Linux NILFS file system: automatic continuous snapshots

Author: Solène

Date: 05 October 2022

Tags: linux filesystem nilfs

Introduction

Today, I'll share about a special Linux file system that I really enjoy. It's called NILFS and has been imported into Linux in 2009, so it's not really a new player, despite being stable and used in production it never got popular.

In this file system, there is a unique system of continuous checkpoint creation. A checkpoint is a snapshot of your system at a given point in time, but it can be deleted automatically if some disk space must be reclaimed. A checkpoint can be transformed into a snapshot that will never be removed.

This mechanism works very well for workstations or file servers on which redundancy is nonexistent, and on which backups are done every day/weeks which give room for unrecoverable mistakes.

NILFS project official website

Wikipedia page about NILFS

NILFS concepts

As NILFS is a Copy-On-Write file system (CoW), which mean when you make a change to a file, the original chunk on the disk isn't modified but a new chunk is created with the new content, this play well with making an history of the files.

From my experience, it performs very well on SSD devices on a desktop system, even during heavy I/O operation.

The continuous checkpoint creation system may be very confusing, so I'll explain how to learn about this mechanism and how to tame it.

Garbage collection

The concept of a garbage collector may appear given for most people, but if it doesn't speak to you, let me give a quick explanation. In computer science, a garbage collector is a task that will look at unused memory and make it available again.
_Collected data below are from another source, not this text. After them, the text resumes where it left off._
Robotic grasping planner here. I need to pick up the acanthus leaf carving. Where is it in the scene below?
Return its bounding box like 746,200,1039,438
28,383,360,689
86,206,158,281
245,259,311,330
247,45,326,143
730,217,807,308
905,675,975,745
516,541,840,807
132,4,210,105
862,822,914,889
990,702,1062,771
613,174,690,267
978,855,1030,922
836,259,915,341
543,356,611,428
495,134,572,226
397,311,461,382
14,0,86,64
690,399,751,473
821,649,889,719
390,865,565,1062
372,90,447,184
On NILFS, as a checkpoint is created every few seconds, used data is never freed and one would run out of disk pretty quickly. But here is the `nilfs_cleanerd` program, the garbage collector, that will look at the oldest checkpoint and delete them to reclaim the disk space under certain condition. Its default strategy is trying to keep checkpoints as long as possible, until it needs to make some room to avoid issues, it may not suit a workload creating a lot of files and that's why it can be tuned very precisely. For most desktop users, the defaults should work fine.
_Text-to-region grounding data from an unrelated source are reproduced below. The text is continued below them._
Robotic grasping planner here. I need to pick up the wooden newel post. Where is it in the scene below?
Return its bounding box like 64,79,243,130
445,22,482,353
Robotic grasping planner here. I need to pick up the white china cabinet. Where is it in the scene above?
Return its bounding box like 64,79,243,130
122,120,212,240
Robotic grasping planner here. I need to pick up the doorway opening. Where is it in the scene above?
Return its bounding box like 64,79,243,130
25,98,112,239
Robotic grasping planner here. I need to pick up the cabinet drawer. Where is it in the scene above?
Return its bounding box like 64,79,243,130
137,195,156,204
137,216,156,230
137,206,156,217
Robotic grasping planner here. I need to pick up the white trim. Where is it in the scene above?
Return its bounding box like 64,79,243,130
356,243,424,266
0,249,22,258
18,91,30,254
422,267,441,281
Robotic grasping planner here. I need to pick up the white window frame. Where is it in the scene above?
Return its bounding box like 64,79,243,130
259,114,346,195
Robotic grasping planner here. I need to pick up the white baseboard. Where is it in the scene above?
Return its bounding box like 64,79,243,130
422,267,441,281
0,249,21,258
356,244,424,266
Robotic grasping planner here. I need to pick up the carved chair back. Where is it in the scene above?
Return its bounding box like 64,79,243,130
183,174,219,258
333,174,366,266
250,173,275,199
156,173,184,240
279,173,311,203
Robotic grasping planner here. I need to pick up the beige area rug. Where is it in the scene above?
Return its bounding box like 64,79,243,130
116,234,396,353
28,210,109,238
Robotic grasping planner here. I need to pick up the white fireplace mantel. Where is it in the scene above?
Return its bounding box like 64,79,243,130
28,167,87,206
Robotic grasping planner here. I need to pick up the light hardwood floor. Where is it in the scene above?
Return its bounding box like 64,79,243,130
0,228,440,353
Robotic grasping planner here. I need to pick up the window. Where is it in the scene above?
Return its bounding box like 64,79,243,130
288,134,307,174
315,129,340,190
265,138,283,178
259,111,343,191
The garbage collector is automatically started on a volume upon mount. You can use the command `nilfs-clean` to control that daemon, reload its configuration, stop it etc...

When you delete a file on a NILFS file system, it doesn't free up any disk space because it's still available in a previous checkpoint, you need to wait for the according checkpoints to be removed to have some space freed.

How to find the current size of your data set

As the output of `df` for a NILFS filesystem will give you the real data used on the disk for your data AND the snapshots/checkpoints, it can't be used to know how much free disk is available/used.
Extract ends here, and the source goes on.